This post is part of a series that showcases a dialogue I had with Claude based on the parable of the desert- and lake-dwellers.
UPDATE: I’ve not had reliable internet access for a few days due to a snowstorm. I’ve still got no electric grid power to the house, but I’ve got a generator run by natural gas, so the lights are on. Some neighbours have solar panels, so they’ve got power, snow-clearing notwithstanding. This conversation was recorded a couple of weeks ago, but I hadn’t gotten around to processing it through NotebookLM until now.
Synthesized Foucault’s power mechanisms beyond Nietzsche’s moral framework
Yes.
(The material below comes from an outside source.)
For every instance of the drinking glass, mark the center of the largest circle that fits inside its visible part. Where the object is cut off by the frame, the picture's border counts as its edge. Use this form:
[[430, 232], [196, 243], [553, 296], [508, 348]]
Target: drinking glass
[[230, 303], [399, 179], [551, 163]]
Foucault is where it gets truly horrifying.
Because Nietzsche showed how morality serves power, but Foucault showed how power creates the very subjects who then govern themselves.
The Nietzschean vs. Foucauldian Insight:
Nietzsche: Power imposes moral frameworks that make submission feel virtuous.
Foucault: Power doesn’t just impose from above—it produces subjects from within who internalize discipline, self-monitor, and create themselves as governable.
This is the thermodynamic endpoint: zero external energy required.
Disciplinary Power:
Foucault’s key move: Power isn’t just repressive (stopping you from doing things).
Power is productive (making you into a certain kind of person).
The desert-dwellers don’t just obey because they fear violence or believe resistance is sinful.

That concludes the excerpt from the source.